-
Notifications
You must be signed in to change notification settings - Fork 19
Description
Hi,
Our SP developers have reported an IRQ‑related issue. The problem is as follows:
Hafnium receives a pIRQ and signals the S‑EL1 UP SP via a vIRQ; the IRQ is level-triggered and the SP’s handler deasserts the interrupt line. However, Hafnium performs EOI in S-EL2 before switching back to the SP, Link
if (v_intid != SPURIOUS_INTID_OTHER_WORLD) {
/*
* End the interrupt to drop the running priority. It also
* deactivates the physical interrupt. If not, the interrupt
* could trigger again after resuming current vCPU.
*/
plat_interrupts_end_of_interrupt(intid);
}
so as soon as we resume the SP the same pIRQ is immediately re-presented and the CPU returns to Hafnium’s irq_lower handler.
With instrumentation we observe the SP’s PC stuck at the IRQ handler entrypoint (0x93603280) and the system bouncing between Hafnium and the SP without making forward progress.
[3.611642][HF] (0) ERROR: ffa_interrupts_handle_secure_interrupt
[3.617131][HF] (0) ERROR: intid: 681 vm: 0x8001, pc: 0x93600094
[3.622696][HF] (0) ERROR: ffa_interrupts_handle_secure_interrupt
[3.628344][HF] (0) ERROR: intid: 681 vm: 0x8001, pc: 0x93603280
[3.633909][HF] (0) ERROR: ffa_interrupts_handle_secure_interrupt
[3.639558][HF] (0) ERROR: intid: 681 vm: 0x8001, pc: 0x93603280
[3.645122][HF] (0) ERROR: ffa_interrupts_handle_secure_interrupt
[3.650771][HF] (0) ERROR: intid: 681 vm: 0x8001, pc: 0x93603280
[3.656336][HF] (0) ERROR: ffa_interrupts_handle_secure_interrupt
[3.661985][HF] (0) ERROR: intid: 681 vm: 0x8001, pc: 0x93603280
[3.667550][HF] (0) ERROR: ffa_interrupts_handle_secure_interrupt
[3.673198][HF] (0) ERROR: intid: 681 vm: 0x8001, pc: 0x93603280
[3.678764][HF] (0) ERROR: ffa_interrupts_handle_secure_interrupt
[3.684412][HF] (0) ERROR: intid: 681 vm: 0x8001, pc: 0x93603280
Additionally, we found that removing Hafnium’s EOI allows the SP to complete its IRQ handler.

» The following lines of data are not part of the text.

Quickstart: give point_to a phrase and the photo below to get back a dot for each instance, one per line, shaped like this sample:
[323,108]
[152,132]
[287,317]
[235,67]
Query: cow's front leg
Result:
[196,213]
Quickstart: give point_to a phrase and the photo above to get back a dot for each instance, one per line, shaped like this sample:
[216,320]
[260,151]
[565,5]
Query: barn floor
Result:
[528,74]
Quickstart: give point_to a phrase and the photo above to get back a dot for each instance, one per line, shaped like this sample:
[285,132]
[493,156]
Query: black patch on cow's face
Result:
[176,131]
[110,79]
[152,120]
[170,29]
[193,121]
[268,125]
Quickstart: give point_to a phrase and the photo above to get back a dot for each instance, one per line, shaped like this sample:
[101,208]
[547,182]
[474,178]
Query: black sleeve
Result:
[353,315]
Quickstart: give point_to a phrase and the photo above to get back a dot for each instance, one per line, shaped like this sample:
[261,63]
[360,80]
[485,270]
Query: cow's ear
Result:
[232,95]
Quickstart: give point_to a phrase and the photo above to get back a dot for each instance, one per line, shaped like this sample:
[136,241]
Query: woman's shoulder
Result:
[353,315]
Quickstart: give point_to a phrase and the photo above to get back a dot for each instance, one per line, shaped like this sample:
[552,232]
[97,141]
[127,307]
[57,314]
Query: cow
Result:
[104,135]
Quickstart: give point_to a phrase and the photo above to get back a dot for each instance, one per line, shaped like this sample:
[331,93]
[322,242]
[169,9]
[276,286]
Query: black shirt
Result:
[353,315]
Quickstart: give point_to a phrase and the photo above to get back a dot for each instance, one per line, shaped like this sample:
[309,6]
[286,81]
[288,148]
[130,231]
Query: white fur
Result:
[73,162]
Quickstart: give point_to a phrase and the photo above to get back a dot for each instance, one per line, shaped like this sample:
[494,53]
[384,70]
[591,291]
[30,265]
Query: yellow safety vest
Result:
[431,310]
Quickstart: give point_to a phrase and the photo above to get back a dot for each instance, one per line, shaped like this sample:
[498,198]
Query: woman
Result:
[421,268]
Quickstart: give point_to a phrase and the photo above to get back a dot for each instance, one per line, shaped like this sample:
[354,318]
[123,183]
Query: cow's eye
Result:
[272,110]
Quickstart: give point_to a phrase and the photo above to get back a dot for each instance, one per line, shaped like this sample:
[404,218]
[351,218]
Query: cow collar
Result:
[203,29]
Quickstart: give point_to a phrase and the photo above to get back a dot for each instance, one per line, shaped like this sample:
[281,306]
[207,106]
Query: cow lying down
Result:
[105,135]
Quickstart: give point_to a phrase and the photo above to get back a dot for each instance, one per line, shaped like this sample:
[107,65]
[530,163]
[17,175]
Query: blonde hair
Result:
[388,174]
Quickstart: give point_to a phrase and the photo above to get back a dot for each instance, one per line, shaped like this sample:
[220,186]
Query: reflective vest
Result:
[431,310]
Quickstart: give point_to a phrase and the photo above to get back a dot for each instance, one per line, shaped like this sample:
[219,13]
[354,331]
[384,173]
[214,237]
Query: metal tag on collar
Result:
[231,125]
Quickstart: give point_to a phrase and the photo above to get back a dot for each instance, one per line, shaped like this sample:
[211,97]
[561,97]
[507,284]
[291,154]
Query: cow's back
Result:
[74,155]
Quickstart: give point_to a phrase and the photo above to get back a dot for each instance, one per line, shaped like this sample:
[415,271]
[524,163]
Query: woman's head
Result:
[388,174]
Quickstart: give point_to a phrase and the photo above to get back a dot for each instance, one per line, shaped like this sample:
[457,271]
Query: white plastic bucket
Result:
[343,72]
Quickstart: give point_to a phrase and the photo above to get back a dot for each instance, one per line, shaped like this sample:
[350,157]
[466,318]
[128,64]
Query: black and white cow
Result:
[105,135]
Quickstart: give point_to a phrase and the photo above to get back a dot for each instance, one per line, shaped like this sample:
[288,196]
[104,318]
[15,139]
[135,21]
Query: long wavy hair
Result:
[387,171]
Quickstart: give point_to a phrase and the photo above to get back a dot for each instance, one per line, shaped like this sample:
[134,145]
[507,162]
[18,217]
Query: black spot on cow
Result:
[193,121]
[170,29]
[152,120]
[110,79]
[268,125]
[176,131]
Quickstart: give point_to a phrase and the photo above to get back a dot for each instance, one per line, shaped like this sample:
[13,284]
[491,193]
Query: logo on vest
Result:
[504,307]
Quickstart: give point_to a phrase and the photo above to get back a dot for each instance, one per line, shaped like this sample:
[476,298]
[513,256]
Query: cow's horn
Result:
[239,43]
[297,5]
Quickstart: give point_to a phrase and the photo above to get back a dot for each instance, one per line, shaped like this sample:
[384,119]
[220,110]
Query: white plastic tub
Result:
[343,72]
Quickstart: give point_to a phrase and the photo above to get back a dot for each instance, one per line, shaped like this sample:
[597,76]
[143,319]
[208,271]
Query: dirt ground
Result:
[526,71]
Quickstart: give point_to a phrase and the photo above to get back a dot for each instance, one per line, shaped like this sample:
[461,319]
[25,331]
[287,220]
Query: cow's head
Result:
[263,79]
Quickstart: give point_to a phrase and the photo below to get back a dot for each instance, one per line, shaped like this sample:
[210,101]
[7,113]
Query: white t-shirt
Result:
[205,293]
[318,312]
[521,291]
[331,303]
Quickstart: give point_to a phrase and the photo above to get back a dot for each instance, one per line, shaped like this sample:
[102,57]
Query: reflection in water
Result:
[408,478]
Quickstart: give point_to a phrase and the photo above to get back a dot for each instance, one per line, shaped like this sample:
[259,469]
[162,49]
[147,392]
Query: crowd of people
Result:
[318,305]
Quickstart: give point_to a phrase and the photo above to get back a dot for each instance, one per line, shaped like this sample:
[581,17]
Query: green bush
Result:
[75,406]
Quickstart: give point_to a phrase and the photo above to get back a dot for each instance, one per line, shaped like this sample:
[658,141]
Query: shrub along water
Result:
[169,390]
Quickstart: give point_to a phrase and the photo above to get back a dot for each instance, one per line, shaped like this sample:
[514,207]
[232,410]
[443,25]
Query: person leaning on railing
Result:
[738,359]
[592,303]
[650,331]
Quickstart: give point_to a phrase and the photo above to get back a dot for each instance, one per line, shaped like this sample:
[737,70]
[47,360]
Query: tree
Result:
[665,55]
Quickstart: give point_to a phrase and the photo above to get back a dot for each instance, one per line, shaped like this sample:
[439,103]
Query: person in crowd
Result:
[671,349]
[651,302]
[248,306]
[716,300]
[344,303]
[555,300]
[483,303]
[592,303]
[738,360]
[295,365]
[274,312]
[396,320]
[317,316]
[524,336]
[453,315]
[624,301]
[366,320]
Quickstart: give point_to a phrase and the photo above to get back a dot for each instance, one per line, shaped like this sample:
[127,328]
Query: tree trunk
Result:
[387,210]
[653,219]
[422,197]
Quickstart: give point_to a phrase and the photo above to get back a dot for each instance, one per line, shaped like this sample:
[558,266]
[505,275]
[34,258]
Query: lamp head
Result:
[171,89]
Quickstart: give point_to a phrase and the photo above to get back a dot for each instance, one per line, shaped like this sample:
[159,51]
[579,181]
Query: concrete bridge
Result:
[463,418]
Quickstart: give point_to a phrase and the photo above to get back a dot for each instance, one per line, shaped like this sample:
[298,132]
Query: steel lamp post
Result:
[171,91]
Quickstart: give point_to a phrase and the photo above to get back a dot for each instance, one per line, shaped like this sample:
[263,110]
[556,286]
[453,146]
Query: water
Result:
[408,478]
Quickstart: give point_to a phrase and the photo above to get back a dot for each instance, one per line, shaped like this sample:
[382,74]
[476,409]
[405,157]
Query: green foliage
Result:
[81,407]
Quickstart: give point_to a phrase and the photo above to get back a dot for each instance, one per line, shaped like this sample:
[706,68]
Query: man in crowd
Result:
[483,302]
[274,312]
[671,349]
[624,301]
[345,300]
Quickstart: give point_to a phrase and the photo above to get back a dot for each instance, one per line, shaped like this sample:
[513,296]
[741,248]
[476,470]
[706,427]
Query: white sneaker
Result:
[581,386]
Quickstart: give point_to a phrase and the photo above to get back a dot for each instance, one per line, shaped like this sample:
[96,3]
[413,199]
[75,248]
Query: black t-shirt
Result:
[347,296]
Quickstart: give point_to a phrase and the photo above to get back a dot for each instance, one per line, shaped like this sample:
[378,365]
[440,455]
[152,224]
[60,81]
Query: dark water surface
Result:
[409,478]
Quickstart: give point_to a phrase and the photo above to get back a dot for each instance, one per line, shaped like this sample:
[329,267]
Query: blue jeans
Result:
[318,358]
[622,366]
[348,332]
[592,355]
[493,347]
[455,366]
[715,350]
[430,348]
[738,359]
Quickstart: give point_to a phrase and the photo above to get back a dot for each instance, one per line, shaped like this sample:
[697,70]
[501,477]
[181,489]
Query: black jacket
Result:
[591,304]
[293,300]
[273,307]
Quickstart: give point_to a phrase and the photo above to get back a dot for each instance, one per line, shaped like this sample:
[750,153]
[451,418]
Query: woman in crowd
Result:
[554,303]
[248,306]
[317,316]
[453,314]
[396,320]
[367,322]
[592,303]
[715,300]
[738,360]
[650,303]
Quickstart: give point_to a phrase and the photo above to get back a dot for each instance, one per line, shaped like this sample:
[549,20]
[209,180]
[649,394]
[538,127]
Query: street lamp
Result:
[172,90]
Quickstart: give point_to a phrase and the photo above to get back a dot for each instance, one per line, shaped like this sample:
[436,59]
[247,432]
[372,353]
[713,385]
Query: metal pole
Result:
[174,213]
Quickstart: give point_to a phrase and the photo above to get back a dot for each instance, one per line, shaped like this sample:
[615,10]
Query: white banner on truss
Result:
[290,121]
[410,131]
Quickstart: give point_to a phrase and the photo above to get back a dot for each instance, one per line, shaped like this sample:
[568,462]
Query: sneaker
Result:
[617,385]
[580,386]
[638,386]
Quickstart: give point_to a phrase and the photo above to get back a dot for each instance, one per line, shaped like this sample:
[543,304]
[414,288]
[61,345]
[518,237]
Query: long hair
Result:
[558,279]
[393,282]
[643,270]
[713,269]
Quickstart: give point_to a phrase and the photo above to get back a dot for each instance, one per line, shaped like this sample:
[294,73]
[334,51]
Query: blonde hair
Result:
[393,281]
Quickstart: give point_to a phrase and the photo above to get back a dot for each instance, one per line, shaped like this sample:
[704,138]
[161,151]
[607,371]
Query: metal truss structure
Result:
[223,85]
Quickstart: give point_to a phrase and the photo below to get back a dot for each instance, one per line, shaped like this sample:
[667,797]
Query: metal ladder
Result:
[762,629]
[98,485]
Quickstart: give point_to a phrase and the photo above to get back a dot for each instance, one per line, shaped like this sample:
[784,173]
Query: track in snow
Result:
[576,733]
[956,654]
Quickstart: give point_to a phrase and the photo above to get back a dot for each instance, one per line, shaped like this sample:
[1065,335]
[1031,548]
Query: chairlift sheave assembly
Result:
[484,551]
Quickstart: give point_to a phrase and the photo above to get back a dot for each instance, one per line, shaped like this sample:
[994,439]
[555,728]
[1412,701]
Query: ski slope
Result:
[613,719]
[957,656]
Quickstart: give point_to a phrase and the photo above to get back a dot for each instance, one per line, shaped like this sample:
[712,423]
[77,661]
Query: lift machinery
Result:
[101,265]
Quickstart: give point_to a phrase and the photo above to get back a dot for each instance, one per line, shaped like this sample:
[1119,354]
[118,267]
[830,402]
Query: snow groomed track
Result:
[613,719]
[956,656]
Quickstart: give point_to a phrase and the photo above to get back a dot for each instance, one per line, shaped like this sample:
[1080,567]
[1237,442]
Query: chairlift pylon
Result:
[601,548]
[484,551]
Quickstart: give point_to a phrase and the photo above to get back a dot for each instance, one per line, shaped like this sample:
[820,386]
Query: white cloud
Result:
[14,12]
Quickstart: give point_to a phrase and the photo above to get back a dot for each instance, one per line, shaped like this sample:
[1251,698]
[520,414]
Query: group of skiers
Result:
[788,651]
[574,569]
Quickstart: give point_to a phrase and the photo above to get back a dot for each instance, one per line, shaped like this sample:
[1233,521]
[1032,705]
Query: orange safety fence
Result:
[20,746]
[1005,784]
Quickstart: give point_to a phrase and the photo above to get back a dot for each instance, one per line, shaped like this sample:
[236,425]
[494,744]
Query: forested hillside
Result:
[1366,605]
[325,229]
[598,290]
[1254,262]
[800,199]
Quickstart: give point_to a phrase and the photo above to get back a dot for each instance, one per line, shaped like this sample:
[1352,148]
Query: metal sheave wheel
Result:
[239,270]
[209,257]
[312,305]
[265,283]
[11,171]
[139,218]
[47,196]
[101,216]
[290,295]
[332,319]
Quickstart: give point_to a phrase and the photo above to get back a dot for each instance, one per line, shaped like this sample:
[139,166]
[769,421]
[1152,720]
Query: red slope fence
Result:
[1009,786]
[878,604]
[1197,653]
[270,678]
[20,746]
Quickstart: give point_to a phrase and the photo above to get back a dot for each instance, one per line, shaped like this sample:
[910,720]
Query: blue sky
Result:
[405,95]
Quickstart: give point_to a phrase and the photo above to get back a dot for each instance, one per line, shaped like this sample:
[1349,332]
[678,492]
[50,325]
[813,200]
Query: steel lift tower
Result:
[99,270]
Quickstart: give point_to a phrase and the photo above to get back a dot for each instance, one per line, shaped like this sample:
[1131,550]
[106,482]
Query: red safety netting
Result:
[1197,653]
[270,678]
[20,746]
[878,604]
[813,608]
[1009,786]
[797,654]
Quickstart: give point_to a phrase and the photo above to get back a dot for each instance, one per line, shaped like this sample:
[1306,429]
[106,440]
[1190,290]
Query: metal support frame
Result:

We also noticed a comment stating that delaying EOI would cause a re-trigger after resume current vCPU; for level-triggered IRQs our observation appears to be the opposite—early EOI before the device deasserts the line causes an immediate re-trigger and ping-pong. Do you have any suggestions?